What do depression and the PhD process have in common? (This is not a setup for a joke. I’m sorry.) The answer, as I came to discover recently, is their tendency to force our attention towards new questions; questions that are unexpected, overdue, crucial for our development, and illuminating in their own way, even when they are unanswerable. These questions are invariably not what we expect when we fill out the ‘Research Questions:’ rubric on our funding bids, and not even the questions we stammer out when a well-meaning auntie asks, for the third time, what it is that we do again.
The question that depression directed my attention towards was posed by a mental health professional who asked, ‘what do you do for fun?’ I had no answer. As I came up short I was forced to consider the possibility that I may be in worse condition than I had even realised. Fun and joy belonged to the past, like weekend trips to Amsterdam or friends dropping by unexpectedly. I didn’t remember how to have fun. What is it anyway, I wondered, and do I really need it in order to hit my research targets?
I’m lucky to receive plenty of support from both my home institute and my funding body, with University of Stirling’s varied and rich menu of training opportunities and the Carnegie Trust’s more targeted approach towards leadership and coaching, in addition to the interpersonal mentorships I’m able to cultivate via both institutions. I don’t fault them for not covering ‘is fun necessary?’ in their training portfolio, yet, as I was in the depth of a depression-induced writer’s block (or was it a writer’s block-induced depressive episode?) I contemplated such seemingly simple questions. What’s stopping me from writing? Am I doing this wrong? Should I be reading, writing, working differently? After I could not answer those, I came up against the questions I did not expect and for which I received no training. How do you write? How do you read? What is ‘work’, exactly?

So how do you write? Do you make a framework of bullet points first, then flesh out individual paragraphs, then fill that out with details until you have a polished chapter on your hands? What happens if you misjudge at the start where the research will take you, and have to restructure on the fly? Is it better, then, to start from the hypothesis and then write to think the issues through, and let the research lead where it may? How do you find the time for that; since writing to think will result in a lot of drafts, and a lot of discarded material. Is it better to aim at good prose, taking time to craft the sentences which will stand on their own from the beginning? Or is it better to be quicker but less refined? Is there a thesaurus involved? A dictionary for us non-native speakers?
How do you read? As a student of literature, I have several modes: reading to explore and familiarise, reading to spot a specific pattern, reading for style, reading for enjoyment. Can I do all at once or should I aim to separate readings for each? What exactly is the path that leads me to that blissful state where I know my text – be it a novel, a poem, or an entire oeuvre of an author – from back to front? How should I take notes on what I read: paper or digital? Are coherent summaries better than scribbled notes on the margins? Are those colour-coded post-it notes overkill? How much time spent shopping for stationeries can I justify with good conscience?
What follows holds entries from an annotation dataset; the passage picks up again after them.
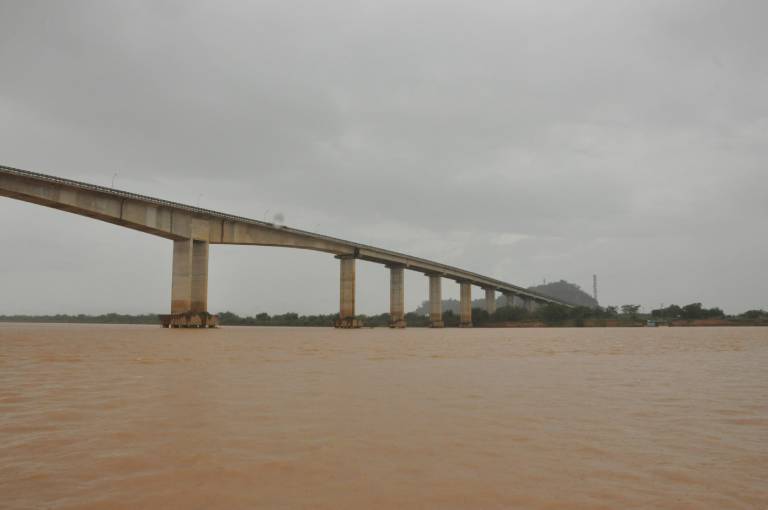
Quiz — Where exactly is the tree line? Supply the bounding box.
[0,303,768,327]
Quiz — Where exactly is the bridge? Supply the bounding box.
[0,166,570,328]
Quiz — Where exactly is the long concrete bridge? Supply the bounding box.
[0,166,570,328]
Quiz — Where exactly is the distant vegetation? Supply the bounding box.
[0,300,768,327]
[0,313,160,324]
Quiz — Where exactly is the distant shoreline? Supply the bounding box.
[0,314,768,329]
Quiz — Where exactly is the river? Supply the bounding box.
[0,324,768,510]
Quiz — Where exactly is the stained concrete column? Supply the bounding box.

What do we call work? How to apportion the days and the months to achieve that dreaded and desired state of ‘productivity’? Treating your PhD like a job is recommended, yet a 9-5 is not always suitable for the creative process that is a humanities thesis. How to move around the disparate building blocks of research – reading and writing, mainly – to avoid burnout of a specific task, yet accomplish what needs to be done? Does necessary downtime count as work? What is downtime, if I enjoy my job? (What is fun?)

The nature of the act of writing means that these questions differ from person to person, and only answerable by trial and error. As the late and luminous Ursula le Guin wrote,
…there are no recipes. (…) The only way anybody ever learns to write well is by trying to write well. This usually begins by reading good writing by other people, and writing very badly by yourself, for a long time.
Is turning ‘why can’t I write?’ into ‘how to write?’ an improvement? I don’t know. I know I did not expect to start out my second year of postgraduate research with questions that appear simple yet are crucially important. And it is deeply disorienting to have my confidence shaken in the very things I thought I excelled at: writing, reading, working. I do feel, however, that asking these questions is necessary and will prove to be beneficial to me in the end, regardless of my final answers.
Postscript. I intended to write a post on depression and the PhD, but the topic has been thoroughly and excellently covered on this very blog. On the one hand, it’s an unhappy reality that I have a lot of company in this particular misery; on the other hand, I’m glad that there is sensible advice out there. I have little to add, except, perhaps, that if you are unable to remember how to have fun anymore, please call your GP.
Zita Babarczi is a Carnegie Scholar based at the University of Stirling. Her PhD explores conspiracy in popular fiction and representations of women, gender, and second wave feminist thought, from the 1960s to our present day.